Printable Version
The Texas Populist Party Platform
Digital History ID 3687
Date:1891
Annotation:
Founded in Cincinnati, Ohio, in May 1891, the Populist party sought a graduated income tax, public ownership of utilities, the voter initiative and referendum, the eight-hour workday, immigration restrictions, and government control of currency. It also called for a commodity credit system that would allow farmers to store their crop in a federal warehouse to await favorable market prices and meanwhile borrow up to 80 percent of the current market price. In August 1891, Populists in Texas issued their own platform.
Document:
…we do hereby charge that these parties [the Democratic and Republican parties] have fastened a system of finance on the nation which is sapping the vitals of our institutions and enslaving our people. They have extended every aid…to corporate enterprises…and at the same time have, and do now, refuse to aid or assist the laborers, producers, and business men, by just and wholesome laws, to maintain their rights and interests and reap the full rewards of their own efforts, but do still assist the banks and sharks of Wall Street…in controlling the volume of money, bringing down prices, and bringing panics in business and stagnation to industry to fill their coffers by using foreclosure and speculation….
They have denied the country an income tax law, while the taxes of the country should be collected from each man in proportion to his ability to support the government. They have suffered abuses in railway transportation and telegraph corporations to continue and to grow more aggravated and intense…. They have refused to amend our organic law so as to make United States Senators and the president elective by direct vote of the people. While fraud and misrepresentation has run rampant in the selection of our chief executives, the United States sensate has become a den of millionaires, who are infinitely a more terrible menace to free government than the dreaded house of lords of Great Britain….
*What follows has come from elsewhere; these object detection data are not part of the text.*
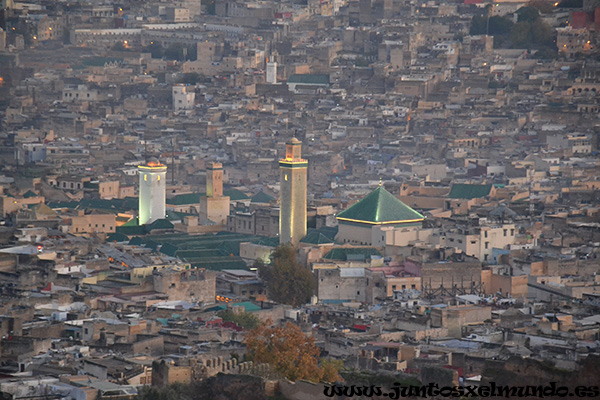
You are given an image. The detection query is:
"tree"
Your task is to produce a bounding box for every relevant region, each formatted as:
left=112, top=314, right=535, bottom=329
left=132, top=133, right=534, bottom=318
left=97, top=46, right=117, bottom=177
left=112, top=42, right=127, bottom=51
left=143, top=42, right=165, bottom=58
left=244, top=322, right=340, bottom=382
left=256, top=244, right=315, bottom=307
left=510, top=21, right=532, bottom=48
left=517, top=6, right=540, bottom=22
(1) …we demand that legal tender treasury notes be issued in sufficient volume to transact the business of the country on a cash basis…and such notes when demanded by the people shall be loaned to them at not more than 2 per cent per annum upon non-perishable products…and also upon real estate….
(2) We demand the free and unlimited coinage of silver.
(3) We demand the passage of laws prohibiting alien ownership of land, and that congress shall take prompt action to devise some plan to obtain all lands now owned by alien and foreign syndicates, and that all land held by railroads and other corporations in excess of such as is actually used and needed by them be reclaimed by the government and held for actual settlers only. (6) We demand a just and equitable system of graduated tax on income.
(7) We demand the most rigid, honest, and just national control and supervision of the means of public communication and transportation, and if this control and supervision does not remove the abuses now existing, we demand the government ownership of such means of communication and transportation.
(8) We demand the election of president, vice-president, and United States senators by direct vote of the people.
We also recommend….
1. All the public lands of Texas…should be reserved as homesteads for actual settlers. All lands heretofore granted to individuals or corporations, in which the grantees have not complied with the conditions of the grant, should be forfeited to the State for homestead purposes….
3. We favor an effective system of public free schools for six months in each year, in which the nature and effects of alcohol on the human system be taught.
4. We demand the adoption of a uniform series of textbooks for the public schools of this state, and that they be published at the expense of the State, the use of which shall be furnished to the children in the schools free….
6. We favor eight hours as the working day upon state and municipal work….
8. We demand a reformation in the punishment of convicts; that convict labor be taken out of competition with citizen labor, that convicts be given intellectual and moral instructions, and that the earnings of the convict, above the expense of his keeping, shall go to his family….
11. We demand fair elections and an honest count of votes, under either the Australian or some similar system of voting.